Through the collaboration, General Catalyst portfolio companies will use AWS’ services to build and roll out AI tools for health systems more quickly. Aidoc, which applies AI to medical imaging, and Commure, which automates provider workflows with AI, will be the first two companies to participate.

No financial terms were disclosed in the announcement.

“Without a strong partner like Amazon and AWS to stand alongside them, to co-develop and support these companies … it’s not going to move as fast as we hope,” Chris Bischoff, head of global health-care investing at General Catalyst, told CNBC in an interview. 

Health systems are strained in the U.S., with staff burnout, growing labor shortages and razor-thin margins. These challenges often seem enticing for enterprising tech startups to tackle, especially as the multi-trillion dollar health-care industry dangles the prospect of large financial returns. 

Hospitals operate in a complex, technology-weary and highly-regulated sector that can be difficult for startups to break into. General Catalyst is hoping to help its companies fast-track the development and go-to-market process by leveraging resources like computing power from AWS.  

Read more CNBC reporting on AI

General Catalyst is no stranger to taking big swings in health-care. 

The firm has closed more than 60 digital health deals since 2020, behind only Gaingels and Alumni Ventures, according to a December report from PitchBook. Last January, General Catalyst shocked the industry by announcing that its new business, the Health Assurance Transformation Company, planned to acquire an Ohio-based health system – an unprecedented move in venture capital. 

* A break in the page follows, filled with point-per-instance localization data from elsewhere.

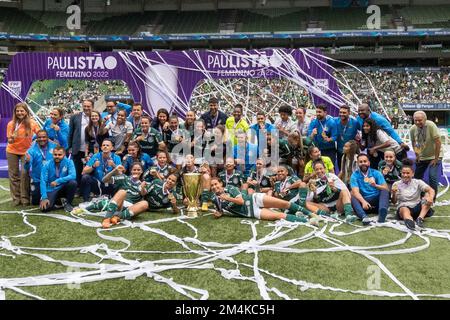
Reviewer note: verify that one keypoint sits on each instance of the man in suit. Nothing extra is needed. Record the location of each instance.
(77, 143)
(214, 117)
(57, 181)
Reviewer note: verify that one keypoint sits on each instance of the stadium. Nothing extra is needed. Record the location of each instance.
(266, 56)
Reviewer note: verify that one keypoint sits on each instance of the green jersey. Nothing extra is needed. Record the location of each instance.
(165, 171)
(394, 173)
(263, 179)
(133, 188)
(284, 149)
(236, 179)
(245, 210)
(281, 185)
(156, 197)
(151, 141)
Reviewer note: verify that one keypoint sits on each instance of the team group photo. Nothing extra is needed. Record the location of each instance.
(146, 155)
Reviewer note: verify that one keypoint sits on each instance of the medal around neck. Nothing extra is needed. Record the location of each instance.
(192, 190)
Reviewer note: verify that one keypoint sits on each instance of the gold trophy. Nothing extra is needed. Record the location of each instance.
(192, 189)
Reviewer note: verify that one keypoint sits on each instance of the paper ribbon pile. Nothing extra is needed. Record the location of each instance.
(113, 265)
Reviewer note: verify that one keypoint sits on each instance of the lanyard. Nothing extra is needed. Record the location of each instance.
(283, 184)
(421, 136)
(105, 164)
(216, 119)
(165, 193)
(135, 125)
(324, 129)
(228, 177)
(57, 170)
(236, 123)
(43, 153)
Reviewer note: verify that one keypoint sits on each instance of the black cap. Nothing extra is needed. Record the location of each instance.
(213, 100)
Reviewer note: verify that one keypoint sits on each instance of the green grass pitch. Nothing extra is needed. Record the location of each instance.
(422, 272)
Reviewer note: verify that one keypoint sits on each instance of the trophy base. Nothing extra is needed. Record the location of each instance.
(192, 212)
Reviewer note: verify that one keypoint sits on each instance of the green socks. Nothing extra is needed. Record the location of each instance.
(348, 209)
(206, 195)
(97, 205)
(111, 208)
(294, 218)
(126, 214)
(302, 194)
(349, 216)
(293, 208)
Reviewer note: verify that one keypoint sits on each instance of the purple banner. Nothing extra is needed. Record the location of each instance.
(167, 79)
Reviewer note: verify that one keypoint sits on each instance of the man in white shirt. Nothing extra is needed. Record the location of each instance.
(76, 141)
(408, 192)
(284, 123)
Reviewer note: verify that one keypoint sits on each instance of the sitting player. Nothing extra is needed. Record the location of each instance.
(407, 192)
(161, 170)
(390, 167)
(161, 194)
(315, 154)
(259, 178)
(349, 162)
(240, 203)
(329, 193)
(231, 176)
(127, 202)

General Catalyst’s “deep understanding” of health systems’ financial and operating realities made it an attractive partner for AWS, Dan Sheeran, AWS’ general manager of Healthcare & Life Science, told CNBC. Sheeran and Bischoff began outlining the collaboration between the two groups after meeting in London around nine months ago.   

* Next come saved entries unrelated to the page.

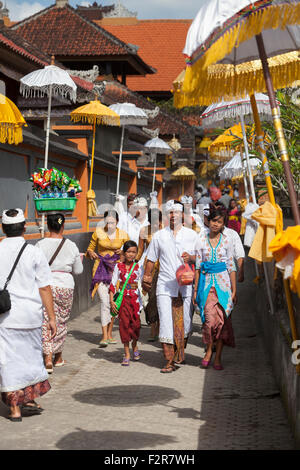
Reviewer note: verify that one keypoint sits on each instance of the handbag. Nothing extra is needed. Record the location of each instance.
(5, 302)
(185, 275)
(57, 251)
(118, 296)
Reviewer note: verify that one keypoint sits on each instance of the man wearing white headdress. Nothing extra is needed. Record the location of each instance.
(172, 246)
(23, 376)
(137, 219)
(192, 218)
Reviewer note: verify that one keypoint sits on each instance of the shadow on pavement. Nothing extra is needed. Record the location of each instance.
(111, 440)
(93, 338)
(127, 395)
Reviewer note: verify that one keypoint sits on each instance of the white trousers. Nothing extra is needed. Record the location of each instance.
(164, 306)
(105, 316)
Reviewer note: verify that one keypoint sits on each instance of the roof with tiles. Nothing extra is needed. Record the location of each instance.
(160, 44)
(64, 32)
(168, 125)
(14, 41)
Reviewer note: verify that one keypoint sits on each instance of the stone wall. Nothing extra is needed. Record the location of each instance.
(278, 341)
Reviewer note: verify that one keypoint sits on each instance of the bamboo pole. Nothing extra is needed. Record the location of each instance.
(278, 129)
(260, 138)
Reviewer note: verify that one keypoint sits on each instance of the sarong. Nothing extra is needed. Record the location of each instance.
(216, 325)
(151, 308)
(63, 301)
(23, 376)
(129, 321)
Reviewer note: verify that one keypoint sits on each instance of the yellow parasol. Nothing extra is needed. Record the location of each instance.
(221, 147)
(11, 122)
(94, 113)
(207, 169)
(183, 174)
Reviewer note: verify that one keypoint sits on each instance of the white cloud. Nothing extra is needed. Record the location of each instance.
(20, 10)
(156, 9)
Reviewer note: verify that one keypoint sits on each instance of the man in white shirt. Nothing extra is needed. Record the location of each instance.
(23, 376)
(136, 217)
(172, 246)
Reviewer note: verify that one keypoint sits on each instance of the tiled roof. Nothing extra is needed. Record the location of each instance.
(64, 32)
(18, 44)
(160, 44)
(168, 125)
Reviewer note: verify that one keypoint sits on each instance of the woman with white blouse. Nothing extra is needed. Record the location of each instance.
(66, 263)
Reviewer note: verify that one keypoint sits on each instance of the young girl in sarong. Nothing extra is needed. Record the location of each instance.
(215, 287)
(129, 312)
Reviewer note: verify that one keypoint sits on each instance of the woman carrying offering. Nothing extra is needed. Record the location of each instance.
(64, 260)
(129, 312)
(234, 216)
(146, 233)
(108, 241)
(215, 287)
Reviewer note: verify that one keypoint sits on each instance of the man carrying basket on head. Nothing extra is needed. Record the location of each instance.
(172, 246)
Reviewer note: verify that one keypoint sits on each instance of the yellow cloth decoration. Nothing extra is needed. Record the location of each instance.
(286, 245)
(92, 206)
(266, 216)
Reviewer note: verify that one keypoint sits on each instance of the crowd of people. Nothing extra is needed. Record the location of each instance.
(165, 264)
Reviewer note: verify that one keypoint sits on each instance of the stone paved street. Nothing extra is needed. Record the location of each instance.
(95, 403)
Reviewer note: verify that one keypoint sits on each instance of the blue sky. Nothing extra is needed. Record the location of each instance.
(20, 9)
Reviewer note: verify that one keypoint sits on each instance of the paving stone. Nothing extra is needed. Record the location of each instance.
(95, 403)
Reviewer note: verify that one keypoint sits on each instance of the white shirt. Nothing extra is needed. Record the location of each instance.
(132, 226)
(66, 262)
(236, 242)
(168, 249)
(31, 273)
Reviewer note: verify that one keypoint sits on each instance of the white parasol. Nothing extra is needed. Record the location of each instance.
(238, 109)
(129, 115)
(50, 81)
(156, 146)
(235, 166)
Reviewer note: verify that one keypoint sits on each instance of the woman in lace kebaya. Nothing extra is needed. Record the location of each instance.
(215, 287)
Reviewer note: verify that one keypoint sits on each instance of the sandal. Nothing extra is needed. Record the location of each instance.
(112, 341)
(136, 355)
(125, 361)
(60, 364)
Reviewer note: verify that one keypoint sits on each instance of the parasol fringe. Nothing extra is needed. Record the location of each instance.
(11, 134)
(39, 92)
(269, 17)
(204, 87)
(106, 120)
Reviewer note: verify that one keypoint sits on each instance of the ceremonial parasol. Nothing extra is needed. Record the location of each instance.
(129, 115)
(11, 122)
(238, 108)
(155, 146)
(235, 167)
(50, 81)
(95, 113)
(183, 174)
(237, 32)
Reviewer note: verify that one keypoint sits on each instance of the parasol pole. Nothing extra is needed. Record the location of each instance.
(92, 165)
(260, 138)
(262, 150)
(278, 129)
(154, 173)
(47, 147)
(93, 153)
(248, 159)
(120, 161)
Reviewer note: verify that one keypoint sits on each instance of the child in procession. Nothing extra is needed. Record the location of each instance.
(129, 312)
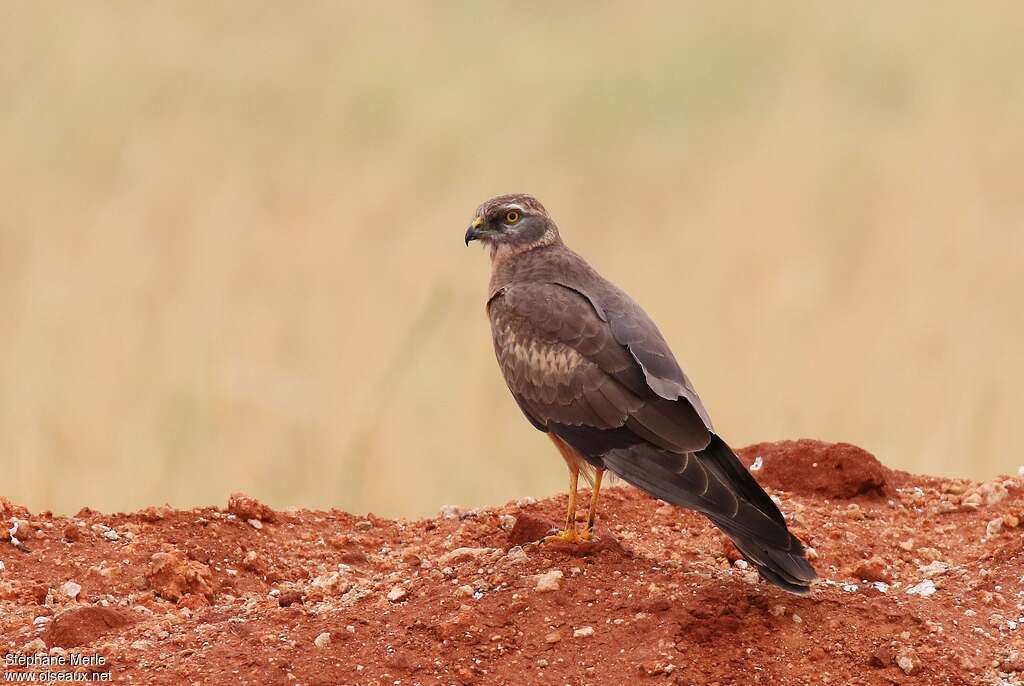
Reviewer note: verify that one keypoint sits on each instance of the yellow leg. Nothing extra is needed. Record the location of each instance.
(598, 475)
(569, 533)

AWS also has an established presence in the health-care sector. The company offers more health- and life-sciences-specific services than any other cloud provider, according to a release, and it inked other high-profile AI partnerships with GE HealthCare, Philips and others last year. 

The partnership between General Catalyst and AWS will stretch over several years, but new tools from Aidoc and Commure are coming in 2025. Aidoc is exploring how it can use the cloud to tap data modalities across pathology, cardiology, genomics and other molecular information, for instance. 

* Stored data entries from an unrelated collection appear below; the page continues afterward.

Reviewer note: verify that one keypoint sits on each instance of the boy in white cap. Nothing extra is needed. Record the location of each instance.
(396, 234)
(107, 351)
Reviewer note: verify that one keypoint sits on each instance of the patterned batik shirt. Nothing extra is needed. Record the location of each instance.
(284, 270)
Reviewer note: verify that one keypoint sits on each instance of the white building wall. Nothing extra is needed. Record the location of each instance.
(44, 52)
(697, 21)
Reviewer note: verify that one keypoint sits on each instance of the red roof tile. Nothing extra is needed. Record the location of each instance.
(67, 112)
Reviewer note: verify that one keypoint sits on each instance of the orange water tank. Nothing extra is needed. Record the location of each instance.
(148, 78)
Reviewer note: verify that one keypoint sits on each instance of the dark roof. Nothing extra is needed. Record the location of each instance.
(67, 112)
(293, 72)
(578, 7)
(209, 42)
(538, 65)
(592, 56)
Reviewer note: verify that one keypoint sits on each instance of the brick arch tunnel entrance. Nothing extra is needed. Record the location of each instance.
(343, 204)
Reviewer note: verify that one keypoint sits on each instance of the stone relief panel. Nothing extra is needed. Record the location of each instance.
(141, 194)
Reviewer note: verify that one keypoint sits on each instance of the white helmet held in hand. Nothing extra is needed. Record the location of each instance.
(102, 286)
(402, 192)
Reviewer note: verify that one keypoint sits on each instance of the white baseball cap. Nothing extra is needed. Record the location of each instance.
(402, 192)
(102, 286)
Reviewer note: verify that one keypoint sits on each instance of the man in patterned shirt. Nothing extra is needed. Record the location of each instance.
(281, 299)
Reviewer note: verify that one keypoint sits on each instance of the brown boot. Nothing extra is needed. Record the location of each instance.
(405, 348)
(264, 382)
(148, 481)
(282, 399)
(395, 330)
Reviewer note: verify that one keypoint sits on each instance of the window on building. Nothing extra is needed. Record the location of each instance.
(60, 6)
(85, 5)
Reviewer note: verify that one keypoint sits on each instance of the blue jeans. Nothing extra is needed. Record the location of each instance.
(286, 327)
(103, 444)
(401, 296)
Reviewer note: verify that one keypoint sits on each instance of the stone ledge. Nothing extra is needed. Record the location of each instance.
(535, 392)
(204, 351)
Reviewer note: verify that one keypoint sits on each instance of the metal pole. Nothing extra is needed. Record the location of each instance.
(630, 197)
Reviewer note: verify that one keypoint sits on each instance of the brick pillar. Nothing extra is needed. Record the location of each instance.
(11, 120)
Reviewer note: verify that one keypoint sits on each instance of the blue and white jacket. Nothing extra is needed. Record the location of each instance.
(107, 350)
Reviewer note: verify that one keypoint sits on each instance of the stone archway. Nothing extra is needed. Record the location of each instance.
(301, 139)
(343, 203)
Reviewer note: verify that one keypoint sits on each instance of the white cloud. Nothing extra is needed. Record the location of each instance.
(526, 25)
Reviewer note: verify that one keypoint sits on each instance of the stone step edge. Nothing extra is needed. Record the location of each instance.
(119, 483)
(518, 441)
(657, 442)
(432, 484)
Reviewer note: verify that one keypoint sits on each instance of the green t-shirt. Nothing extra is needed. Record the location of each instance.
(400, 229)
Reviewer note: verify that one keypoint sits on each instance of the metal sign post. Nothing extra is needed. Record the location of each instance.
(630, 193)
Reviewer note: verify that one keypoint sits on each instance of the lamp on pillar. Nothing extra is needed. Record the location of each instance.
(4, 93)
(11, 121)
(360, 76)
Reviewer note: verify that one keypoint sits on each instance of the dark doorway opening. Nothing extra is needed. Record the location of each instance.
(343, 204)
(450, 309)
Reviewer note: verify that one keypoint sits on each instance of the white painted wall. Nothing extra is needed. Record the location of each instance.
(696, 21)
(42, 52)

Aidoc and Commure were selected to kick off the collaboration because they have both established a product-market fit, are operational and are focused on issues that are a high priority for AWS customers.

“GC has spent a lot of time thinking about how health systems can transform themselves, and we recognize that it’s not going to be through 1,000 companies, and we need solutions that are really enterprise grade,” Bischoff said. “Amazon shares the same vision, so we are starting with these two.”  

Though the partnership between General Catalyst and AWS is still in its early days, the organizations said they believe it will help serve as a way to meet the market’s growing demand for new solutions. 

“Health system leaders who want to realize the benefits of AI now have an easier way to accomplish that,” Sheeran said.